I’m on sabbatical and that means I get to not teach and instead, immerse myself in research to exercise the other – now probably defunct and atrophied – part of my brain! Now, the only difference I’m finding between a regular semester and a sabbatical semester is I don’t have the welcome luxury of classes and student interaction to break my day up. So these first few days I’ve been doing the following:
- reviewing grants,
- reading student theses (I’ve always hated that term for multiple thesis-es, sounds too much like a forensic scientist’s term for excrement),
- reading research articles on stochastic resonance and image processing – fascinating stuff,
- preparing a grant for resubmission – give us the money already, we have great ideas,
- finishing up a manuscript I’ve been writing since the pre-Cambrian era,
- completing my workload plan and activity report (I did a lot last year and I plan to do a lot next year),
- submitting a new course proposal to university governance – welcome to the exciting life of a academician!

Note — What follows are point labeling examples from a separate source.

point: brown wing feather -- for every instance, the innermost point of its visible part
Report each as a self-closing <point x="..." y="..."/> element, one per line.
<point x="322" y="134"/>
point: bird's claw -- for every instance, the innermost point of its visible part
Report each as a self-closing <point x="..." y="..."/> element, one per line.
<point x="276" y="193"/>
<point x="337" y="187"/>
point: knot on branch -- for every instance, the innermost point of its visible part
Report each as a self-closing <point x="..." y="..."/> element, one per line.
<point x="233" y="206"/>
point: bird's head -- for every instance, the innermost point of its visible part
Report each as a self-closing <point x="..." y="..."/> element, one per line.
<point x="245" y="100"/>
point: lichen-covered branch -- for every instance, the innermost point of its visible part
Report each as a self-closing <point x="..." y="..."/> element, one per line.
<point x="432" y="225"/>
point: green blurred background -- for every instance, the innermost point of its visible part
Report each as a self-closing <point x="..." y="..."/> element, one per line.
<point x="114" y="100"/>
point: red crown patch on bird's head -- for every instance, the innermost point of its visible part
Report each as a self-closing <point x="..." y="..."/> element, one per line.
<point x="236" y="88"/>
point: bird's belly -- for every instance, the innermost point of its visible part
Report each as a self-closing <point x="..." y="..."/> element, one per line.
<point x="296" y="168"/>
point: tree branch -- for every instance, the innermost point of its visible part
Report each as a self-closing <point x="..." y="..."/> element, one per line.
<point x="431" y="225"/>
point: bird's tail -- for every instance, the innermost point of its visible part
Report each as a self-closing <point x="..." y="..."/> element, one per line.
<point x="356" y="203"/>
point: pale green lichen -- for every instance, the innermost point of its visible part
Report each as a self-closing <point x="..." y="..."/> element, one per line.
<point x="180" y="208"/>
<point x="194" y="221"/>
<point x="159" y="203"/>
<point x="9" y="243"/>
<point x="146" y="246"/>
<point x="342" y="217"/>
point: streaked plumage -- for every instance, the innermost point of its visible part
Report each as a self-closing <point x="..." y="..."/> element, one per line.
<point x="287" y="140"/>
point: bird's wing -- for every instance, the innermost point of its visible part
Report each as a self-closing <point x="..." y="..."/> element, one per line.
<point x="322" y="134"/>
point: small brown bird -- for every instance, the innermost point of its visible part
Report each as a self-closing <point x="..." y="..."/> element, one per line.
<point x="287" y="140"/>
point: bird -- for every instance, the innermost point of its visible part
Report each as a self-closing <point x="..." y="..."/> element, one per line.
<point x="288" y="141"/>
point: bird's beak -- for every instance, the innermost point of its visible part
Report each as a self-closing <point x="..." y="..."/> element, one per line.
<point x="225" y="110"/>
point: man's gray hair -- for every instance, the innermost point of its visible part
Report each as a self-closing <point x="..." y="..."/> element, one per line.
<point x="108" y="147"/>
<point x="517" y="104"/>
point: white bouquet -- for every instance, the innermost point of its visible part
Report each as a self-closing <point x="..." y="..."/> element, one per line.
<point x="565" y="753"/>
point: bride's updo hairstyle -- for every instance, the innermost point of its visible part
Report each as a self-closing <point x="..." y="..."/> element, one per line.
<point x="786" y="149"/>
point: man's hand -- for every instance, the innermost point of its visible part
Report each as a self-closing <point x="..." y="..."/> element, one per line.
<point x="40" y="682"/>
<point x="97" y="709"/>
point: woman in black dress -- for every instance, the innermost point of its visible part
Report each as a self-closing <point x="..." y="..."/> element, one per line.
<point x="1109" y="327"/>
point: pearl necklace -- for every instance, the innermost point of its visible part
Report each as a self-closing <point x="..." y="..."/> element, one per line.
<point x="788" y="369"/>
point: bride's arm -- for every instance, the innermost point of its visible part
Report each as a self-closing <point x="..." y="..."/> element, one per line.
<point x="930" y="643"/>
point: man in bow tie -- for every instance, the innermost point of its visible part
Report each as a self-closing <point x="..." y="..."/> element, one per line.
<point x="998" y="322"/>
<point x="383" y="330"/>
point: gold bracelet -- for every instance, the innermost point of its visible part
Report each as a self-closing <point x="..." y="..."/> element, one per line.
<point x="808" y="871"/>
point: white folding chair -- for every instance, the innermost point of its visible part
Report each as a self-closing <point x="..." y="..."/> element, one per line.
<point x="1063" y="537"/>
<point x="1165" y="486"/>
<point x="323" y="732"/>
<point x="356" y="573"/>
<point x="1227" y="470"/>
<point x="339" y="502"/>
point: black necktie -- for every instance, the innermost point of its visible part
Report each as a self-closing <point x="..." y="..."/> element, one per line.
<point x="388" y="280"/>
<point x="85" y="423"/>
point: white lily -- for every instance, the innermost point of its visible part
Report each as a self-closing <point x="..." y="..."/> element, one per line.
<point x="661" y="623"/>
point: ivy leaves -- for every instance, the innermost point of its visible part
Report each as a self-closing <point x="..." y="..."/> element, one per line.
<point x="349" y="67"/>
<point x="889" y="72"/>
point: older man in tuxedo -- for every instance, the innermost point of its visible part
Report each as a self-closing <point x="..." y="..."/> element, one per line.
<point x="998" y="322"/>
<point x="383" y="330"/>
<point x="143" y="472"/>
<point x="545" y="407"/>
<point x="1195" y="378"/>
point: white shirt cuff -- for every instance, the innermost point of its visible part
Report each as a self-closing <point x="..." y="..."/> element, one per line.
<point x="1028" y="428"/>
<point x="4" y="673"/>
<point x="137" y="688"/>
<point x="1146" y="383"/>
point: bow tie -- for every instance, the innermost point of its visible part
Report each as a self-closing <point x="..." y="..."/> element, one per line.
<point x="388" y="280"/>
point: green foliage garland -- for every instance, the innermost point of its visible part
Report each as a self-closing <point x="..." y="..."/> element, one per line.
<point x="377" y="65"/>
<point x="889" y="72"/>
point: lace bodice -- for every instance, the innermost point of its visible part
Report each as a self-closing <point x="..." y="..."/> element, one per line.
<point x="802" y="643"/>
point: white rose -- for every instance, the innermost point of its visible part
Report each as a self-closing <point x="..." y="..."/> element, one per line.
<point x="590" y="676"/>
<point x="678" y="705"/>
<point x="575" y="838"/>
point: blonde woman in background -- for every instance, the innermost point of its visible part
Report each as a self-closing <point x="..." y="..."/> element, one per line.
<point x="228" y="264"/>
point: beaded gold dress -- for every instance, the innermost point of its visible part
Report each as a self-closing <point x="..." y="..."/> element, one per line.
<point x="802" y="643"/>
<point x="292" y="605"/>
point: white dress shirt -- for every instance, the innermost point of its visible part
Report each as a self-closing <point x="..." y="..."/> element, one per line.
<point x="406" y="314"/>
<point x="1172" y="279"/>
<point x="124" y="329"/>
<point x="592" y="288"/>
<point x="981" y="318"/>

- corralling my kids since this Shakespearean cold streak has resulted in 7 snow days – truly the winter of our discontent. (On a side note, do you know how you can guarantee your place amongst saints – snow days are every working parents’ nightmare, so offer to watch their kids even for a couple of hours and you will receive the kind of goodwill and thanks heretofore reserved only for first responders and the Pope!!)
But since this is a sabbatical semester – huzzah – I get to do all this while sitting on my butt in my pajamas all day, and my only interaction during the day is with the family cat who hates me! It also means that for a short time I get to experience life as a Stay-At-Home-Parent. So, of course, as all stay at home parents will tell you, the laundry is done, the house is spotless, there’s a hot meal on the table every night, and outside pigs are flying and unicorns are grazing as snowballs plan summer vacations in hell!
Being on sabbatical means also that now I have no excuses to not get stuff done – exercise every day, organize my closet, write that freaking paper! But I’m also a serial procrastinator so the combination of having seemingly all day to do something and my inherent need to leave things until the very last minute – ummm, not a good combination.
Just as an example, here’s how it goes with exercise. I have it scheduled in my calendar and both my iPad and iPhone remind me with annoying beeps that it’s time to work out. At this point I start rummaging around for something to wear while I exercise, then I take some time deciding what show to watch while I’m exercising, then I drink a glass of water – s-l-o-w-l-y, then I wait 5 minutes to let that water have its predictable physiological effect. So from the time of the alarm to the time I actually get on the treadmill – if I haven’t psyched myself out of exercising – it’s probably been at least 30-45 minutes…. and time for a mid-morning snack thereby negating any net benefit from the aforementioned exercise.
So procrastination leads to peckishness, and peckishness leads to lethargy, and lethargy – to paraphrase Yoda – just leads to the dark side of the force!